Possible governance actions

  • Require public disclosure of experimental conditions and inputs whenever biohybrid systems are used in civic planning.
  • Require that outputs be presented as recommendations rather than determinations.
  • Include community interpretation sessions alongside demonstrations so results are collectively interpreted, not administratively imposed.

2. Ecological data rights and ownership

Another concern is ownership of the data produced. The slime mould produces electrical and spatial behaviour that becomes digitised and mapped. Currently, whoever builds the interface typically owns the data. However, this data originates from a living organism interacting with environmental conditions and public space. If captured by a company or platform, it could become a proprietary ecological optimisation system.

This led me to think about a new category of information: biological behavioural data generated by non-human participants. The ethical issue is about preventing enclosure of ecological knowledge.
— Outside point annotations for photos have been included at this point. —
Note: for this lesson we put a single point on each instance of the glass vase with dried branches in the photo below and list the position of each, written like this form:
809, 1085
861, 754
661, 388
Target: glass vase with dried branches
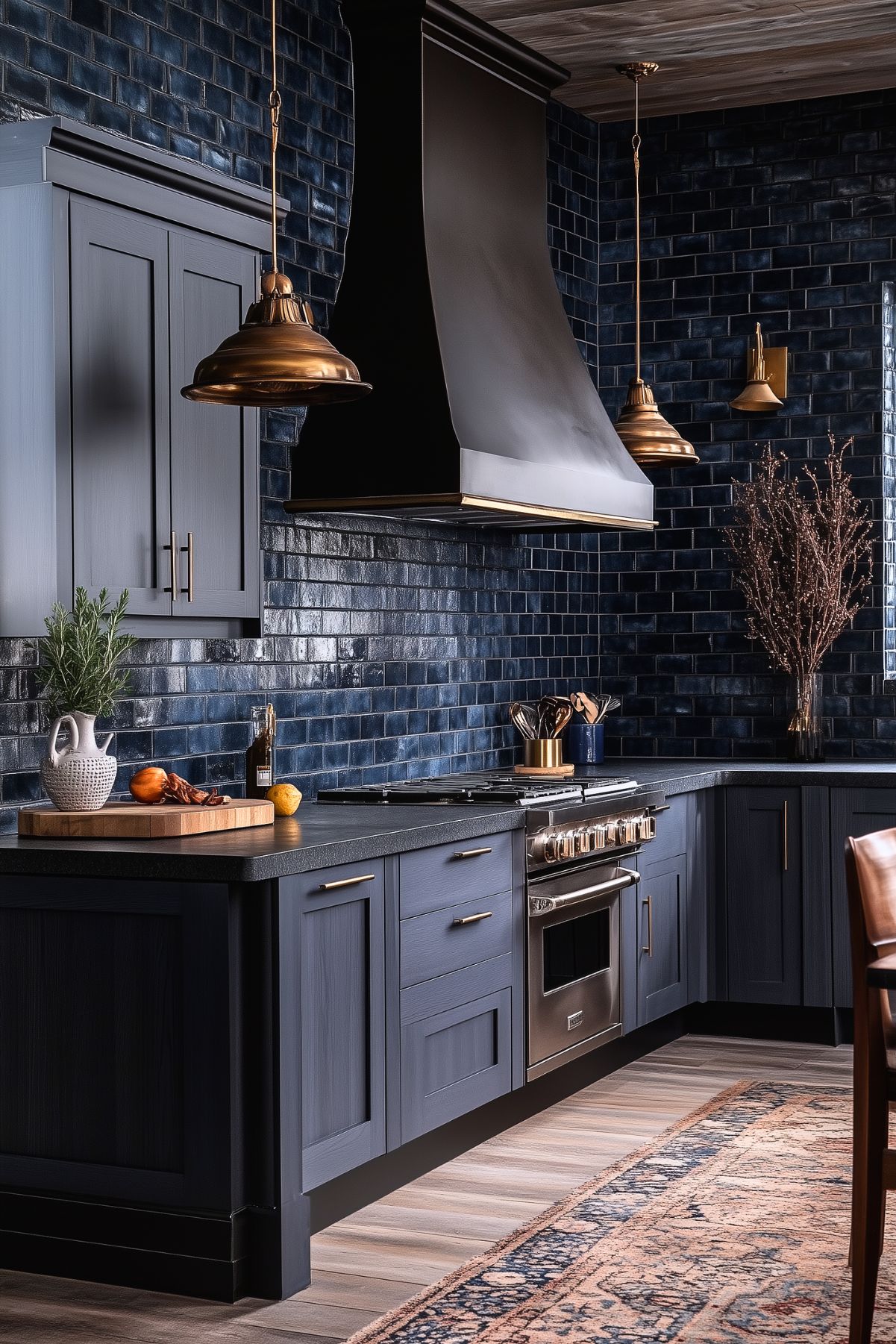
802, 551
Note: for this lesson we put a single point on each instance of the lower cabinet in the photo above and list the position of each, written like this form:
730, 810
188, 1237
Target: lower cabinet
343, 1010
662, 937
763, 906
406, 1023
853, 812
454, 1060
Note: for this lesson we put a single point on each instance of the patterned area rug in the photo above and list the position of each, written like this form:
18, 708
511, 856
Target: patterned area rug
731, 1226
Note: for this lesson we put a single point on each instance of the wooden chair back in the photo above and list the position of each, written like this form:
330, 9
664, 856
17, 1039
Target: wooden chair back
871, 884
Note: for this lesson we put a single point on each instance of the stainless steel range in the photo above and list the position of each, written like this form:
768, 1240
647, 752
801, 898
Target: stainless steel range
580, 837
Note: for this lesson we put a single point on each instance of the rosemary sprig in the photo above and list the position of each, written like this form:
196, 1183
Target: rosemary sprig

Possible governance actions

  • Treat organism-generated datasets as an environmental commons rather than proprietary data.
  • Publish raw signals and interpretation methods for publicly funded projects.
  • Prohibit exclusive commercial claims that the organism “endorses” planning or environmental decisions.

3. Species instrumentalisation and “slime mould farming”
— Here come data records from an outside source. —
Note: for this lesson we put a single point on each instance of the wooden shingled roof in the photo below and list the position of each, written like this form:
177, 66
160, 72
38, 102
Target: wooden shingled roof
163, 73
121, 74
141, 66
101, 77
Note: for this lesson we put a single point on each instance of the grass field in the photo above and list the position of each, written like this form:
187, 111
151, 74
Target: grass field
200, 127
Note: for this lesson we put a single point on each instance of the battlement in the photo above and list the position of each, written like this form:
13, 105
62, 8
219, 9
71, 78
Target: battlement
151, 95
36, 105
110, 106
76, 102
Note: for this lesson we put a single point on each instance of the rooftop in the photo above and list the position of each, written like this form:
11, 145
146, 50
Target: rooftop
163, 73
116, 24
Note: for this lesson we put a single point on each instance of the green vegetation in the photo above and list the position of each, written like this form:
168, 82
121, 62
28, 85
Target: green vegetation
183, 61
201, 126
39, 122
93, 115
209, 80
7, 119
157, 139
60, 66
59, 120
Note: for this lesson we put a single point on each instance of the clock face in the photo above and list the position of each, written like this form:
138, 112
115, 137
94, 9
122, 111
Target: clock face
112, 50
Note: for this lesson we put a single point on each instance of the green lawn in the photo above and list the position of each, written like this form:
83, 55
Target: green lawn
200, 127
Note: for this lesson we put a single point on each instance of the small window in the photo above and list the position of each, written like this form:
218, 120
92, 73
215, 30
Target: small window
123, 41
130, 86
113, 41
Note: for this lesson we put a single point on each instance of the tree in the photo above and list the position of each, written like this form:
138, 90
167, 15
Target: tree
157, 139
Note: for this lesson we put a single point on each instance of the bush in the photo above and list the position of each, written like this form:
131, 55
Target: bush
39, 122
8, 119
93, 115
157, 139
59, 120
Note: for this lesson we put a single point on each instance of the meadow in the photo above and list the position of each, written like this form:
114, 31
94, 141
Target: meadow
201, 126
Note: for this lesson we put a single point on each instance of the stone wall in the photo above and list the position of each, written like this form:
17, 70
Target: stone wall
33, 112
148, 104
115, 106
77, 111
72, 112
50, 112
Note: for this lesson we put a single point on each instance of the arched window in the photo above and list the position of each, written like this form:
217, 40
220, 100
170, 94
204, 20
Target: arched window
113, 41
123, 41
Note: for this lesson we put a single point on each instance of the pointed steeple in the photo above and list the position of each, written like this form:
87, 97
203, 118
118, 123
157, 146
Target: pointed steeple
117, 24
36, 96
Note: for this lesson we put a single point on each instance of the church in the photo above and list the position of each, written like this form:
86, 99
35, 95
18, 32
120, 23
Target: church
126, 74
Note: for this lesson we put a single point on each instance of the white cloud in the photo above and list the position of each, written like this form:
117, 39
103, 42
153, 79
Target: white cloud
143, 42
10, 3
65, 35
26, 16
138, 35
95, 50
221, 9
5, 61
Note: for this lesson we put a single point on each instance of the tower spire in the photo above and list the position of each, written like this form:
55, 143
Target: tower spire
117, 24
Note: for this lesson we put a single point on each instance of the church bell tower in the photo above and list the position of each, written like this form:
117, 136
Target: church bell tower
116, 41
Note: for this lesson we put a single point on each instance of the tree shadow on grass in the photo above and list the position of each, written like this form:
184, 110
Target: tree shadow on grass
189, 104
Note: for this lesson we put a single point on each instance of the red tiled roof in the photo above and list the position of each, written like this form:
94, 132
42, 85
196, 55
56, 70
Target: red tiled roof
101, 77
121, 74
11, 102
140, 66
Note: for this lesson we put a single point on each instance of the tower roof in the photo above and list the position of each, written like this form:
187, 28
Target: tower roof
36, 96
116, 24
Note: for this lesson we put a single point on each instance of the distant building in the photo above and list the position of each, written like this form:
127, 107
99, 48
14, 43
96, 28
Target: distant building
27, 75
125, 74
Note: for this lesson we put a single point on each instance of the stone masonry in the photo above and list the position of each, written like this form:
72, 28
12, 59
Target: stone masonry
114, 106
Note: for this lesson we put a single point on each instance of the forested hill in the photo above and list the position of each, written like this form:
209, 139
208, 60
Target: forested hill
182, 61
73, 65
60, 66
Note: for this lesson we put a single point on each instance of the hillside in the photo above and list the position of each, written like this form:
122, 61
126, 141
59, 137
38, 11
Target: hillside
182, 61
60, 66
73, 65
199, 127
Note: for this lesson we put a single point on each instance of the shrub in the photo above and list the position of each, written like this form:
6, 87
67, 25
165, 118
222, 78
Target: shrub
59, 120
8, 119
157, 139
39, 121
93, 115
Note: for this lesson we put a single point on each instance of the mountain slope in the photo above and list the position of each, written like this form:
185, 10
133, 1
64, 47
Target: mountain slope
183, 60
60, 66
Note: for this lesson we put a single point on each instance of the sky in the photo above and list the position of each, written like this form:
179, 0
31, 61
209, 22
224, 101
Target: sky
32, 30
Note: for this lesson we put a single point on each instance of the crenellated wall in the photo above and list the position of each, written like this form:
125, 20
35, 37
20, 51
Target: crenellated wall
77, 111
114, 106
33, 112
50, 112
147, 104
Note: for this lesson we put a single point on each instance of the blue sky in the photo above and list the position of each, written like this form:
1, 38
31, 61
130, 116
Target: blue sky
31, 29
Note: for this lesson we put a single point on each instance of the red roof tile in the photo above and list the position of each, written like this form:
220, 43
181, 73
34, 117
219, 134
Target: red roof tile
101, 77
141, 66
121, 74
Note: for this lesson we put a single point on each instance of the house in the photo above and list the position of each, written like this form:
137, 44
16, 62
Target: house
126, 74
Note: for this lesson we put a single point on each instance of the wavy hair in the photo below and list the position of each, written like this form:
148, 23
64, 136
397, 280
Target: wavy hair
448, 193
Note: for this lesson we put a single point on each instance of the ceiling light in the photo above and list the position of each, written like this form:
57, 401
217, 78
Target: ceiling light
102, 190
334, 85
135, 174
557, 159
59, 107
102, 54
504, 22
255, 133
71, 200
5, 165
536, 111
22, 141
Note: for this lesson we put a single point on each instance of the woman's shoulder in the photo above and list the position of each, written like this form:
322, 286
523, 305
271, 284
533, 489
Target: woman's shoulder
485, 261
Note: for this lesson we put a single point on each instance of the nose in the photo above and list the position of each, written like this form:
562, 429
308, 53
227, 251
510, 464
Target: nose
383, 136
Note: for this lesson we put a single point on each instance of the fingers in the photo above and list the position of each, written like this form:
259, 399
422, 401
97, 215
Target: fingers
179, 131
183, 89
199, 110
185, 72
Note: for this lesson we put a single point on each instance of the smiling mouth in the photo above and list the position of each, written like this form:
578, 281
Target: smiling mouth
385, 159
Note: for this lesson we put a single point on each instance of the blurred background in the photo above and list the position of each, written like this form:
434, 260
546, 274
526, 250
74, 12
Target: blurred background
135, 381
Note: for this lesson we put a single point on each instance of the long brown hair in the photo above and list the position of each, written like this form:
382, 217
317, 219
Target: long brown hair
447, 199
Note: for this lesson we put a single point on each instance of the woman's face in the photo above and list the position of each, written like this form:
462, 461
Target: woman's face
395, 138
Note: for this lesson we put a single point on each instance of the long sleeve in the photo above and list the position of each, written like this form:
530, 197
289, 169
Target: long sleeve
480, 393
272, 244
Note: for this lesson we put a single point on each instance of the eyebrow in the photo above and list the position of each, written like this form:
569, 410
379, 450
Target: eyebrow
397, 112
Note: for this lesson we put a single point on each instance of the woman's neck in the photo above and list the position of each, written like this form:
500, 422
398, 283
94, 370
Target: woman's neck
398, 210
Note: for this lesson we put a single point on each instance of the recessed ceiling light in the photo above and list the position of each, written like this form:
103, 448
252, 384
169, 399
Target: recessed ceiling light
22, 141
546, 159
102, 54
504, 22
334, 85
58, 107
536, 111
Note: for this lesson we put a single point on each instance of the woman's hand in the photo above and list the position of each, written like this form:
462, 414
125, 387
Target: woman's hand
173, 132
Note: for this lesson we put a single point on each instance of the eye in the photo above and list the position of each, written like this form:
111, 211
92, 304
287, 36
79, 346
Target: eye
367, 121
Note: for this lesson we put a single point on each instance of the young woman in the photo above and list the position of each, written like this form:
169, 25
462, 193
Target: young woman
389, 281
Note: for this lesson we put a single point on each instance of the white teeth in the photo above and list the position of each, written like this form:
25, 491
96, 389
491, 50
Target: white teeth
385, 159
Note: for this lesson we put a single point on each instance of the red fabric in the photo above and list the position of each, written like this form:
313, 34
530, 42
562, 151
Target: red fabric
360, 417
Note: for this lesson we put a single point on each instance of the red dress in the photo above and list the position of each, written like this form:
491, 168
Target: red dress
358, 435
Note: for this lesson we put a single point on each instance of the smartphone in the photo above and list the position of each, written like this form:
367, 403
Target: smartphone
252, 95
A concern I had not anticipated was the possibility of scaling. If slime mould computing becomes useful, institutions or companies could culture large quantities as a biological processing substrate effectively “farming” the organism as infrastructure. Even though the organism is not sentient, mass cultivation purely for computational exploitation raises questions about how we relate to living systems. This shifts the organism from collaborator to extractive resource.
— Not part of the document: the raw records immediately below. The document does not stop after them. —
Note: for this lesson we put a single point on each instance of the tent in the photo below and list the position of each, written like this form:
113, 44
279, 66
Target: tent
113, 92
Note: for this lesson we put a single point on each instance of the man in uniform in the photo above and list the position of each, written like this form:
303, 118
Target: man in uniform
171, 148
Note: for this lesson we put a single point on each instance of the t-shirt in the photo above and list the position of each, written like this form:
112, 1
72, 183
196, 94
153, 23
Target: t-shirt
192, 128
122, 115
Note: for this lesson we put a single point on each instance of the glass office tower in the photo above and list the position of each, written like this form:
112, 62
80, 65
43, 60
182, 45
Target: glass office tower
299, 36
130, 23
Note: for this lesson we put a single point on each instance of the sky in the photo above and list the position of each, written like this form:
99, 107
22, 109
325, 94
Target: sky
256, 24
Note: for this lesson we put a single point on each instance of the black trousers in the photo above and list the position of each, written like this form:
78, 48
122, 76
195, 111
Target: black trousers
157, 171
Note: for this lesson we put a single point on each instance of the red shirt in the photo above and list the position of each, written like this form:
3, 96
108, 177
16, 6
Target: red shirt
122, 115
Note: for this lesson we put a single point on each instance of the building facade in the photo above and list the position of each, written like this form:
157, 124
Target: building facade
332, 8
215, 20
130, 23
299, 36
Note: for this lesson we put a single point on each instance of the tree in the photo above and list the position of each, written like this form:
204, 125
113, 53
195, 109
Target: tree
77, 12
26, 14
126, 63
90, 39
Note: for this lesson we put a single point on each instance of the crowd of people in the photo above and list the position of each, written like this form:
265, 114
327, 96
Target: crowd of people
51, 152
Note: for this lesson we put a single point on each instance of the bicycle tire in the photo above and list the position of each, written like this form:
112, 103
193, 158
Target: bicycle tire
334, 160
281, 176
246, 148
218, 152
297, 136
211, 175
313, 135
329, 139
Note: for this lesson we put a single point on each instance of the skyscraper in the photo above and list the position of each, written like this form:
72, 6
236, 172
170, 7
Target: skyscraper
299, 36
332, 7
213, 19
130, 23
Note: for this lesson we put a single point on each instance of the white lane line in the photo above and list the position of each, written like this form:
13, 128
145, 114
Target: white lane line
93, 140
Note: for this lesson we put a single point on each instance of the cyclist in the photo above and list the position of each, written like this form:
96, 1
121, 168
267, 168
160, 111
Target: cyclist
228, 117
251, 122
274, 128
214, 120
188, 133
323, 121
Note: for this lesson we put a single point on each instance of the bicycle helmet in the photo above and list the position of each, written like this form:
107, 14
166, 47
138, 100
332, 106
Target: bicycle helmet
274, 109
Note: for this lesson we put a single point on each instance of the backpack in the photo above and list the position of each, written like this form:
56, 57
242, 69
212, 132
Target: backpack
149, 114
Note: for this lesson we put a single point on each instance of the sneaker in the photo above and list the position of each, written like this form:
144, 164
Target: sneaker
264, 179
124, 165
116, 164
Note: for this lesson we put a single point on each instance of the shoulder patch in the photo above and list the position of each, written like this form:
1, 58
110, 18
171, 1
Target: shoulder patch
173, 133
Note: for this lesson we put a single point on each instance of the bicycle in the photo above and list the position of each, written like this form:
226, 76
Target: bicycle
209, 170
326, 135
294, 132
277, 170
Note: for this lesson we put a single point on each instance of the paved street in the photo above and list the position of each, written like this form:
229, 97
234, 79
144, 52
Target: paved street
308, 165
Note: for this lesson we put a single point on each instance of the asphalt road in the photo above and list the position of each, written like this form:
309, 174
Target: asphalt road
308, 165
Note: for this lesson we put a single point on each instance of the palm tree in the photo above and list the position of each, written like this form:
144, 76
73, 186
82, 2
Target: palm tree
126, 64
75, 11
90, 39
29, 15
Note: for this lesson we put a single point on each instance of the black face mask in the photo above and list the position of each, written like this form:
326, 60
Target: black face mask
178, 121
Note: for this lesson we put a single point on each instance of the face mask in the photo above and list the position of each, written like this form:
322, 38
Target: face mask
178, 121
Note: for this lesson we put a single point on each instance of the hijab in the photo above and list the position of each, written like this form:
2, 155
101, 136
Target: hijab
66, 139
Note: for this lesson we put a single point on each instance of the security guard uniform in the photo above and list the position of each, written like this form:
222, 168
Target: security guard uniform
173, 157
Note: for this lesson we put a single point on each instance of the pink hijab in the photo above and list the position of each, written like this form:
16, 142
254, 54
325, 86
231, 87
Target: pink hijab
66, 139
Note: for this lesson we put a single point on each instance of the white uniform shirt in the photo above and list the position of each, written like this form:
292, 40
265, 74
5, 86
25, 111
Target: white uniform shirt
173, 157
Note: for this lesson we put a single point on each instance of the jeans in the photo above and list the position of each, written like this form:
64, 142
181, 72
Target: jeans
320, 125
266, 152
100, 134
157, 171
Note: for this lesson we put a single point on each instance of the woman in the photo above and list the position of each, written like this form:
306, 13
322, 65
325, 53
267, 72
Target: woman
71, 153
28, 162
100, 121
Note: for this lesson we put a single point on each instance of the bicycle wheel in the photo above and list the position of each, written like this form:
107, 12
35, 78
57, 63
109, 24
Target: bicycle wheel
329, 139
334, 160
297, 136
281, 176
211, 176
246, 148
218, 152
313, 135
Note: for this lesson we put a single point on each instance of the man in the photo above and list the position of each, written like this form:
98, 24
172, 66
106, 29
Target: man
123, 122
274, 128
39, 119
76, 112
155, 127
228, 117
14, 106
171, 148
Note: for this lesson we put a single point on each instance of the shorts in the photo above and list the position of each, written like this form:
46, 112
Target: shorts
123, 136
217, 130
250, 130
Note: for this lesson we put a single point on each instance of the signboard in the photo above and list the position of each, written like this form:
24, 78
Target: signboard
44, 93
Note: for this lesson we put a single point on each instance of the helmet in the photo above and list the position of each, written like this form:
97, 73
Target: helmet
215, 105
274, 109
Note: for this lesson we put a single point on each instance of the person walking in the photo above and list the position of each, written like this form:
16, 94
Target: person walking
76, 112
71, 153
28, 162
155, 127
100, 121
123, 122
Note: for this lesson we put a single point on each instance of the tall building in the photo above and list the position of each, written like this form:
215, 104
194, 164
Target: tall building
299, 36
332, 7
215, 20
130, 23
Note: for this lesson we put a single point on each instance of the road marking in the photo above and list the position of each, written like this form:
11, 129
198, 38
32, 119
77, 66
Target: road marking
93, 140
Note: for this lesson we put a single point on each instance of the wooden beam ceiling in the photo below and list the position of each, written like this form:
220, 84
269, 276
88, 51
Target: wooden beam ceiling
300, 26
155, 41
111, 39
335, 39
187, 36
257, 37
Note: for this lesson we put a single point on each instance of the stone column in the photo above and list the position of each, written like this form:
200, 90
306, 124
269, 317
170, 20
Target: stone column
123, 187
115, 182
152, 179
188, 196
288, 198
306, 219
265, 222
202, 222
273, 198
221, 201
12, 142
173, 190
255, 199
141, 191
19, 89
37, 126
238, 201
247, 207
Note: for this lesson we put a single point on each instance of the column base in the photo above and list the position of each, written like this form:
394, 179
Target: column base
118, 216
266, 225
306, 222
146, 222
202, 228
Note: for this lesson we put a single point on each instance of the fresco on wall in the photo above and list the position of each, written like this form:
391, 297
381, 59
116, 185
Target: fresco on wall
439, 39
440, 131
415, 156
Possible governance actions

  • Establish basic organism care standards for public or educational installations (humidity, feeding, and recovery periods).
  • Limit repeated stress stimuli (light shocks, starvation cycles) used only for demonstration.
  • Encourage small-scale cultivation and prohibit industrial-scale deployments without ethical review.

4. Misinterpretation and anthropomorphism

Another issue that emerged in class discussions is that people quickly attribute intention to the slime mould (“it chose this,” “it prefers that neighborhood”). This creates a paradox: over-trusting the organism and misunderstanding what it actually measures. The slime mould does not understand cities; it responds to gradients. If misunderstood, the system could misinform ecological planning rather than enrich it.

This was new to me because the ethical challenge is not accuracy alone but representation.

Possible governance actions

  • Include interpretive explanations alongside all outputs describing what variables the organism actually responds to.
  • Display uncertainty and multiple possible outcomes rather than a single optimal plan.
  • Require facilitators or researchers to explain the mediation layer between biological behaviour and planning recommendations.

Reflection

The main shift for me this week was realising that the ethical questions are not primarily about biosafety. Slime Moulds are relatively harmless biologically. Instead, the ethical risks arise from how biological processes intersect with governance, data, and authority. A living computational system changes who or what is considered a participant in decision-making, and governance therefore needs to address interpretation, ownership, and responsibility, not only containment.

Rather than restricting experimentation, the appropriate response seems to be lightweight but clear governance: transparency, shared stewardship of ecological data, and careful framing of the organism as a contributor to discussion rather than a decision-maker.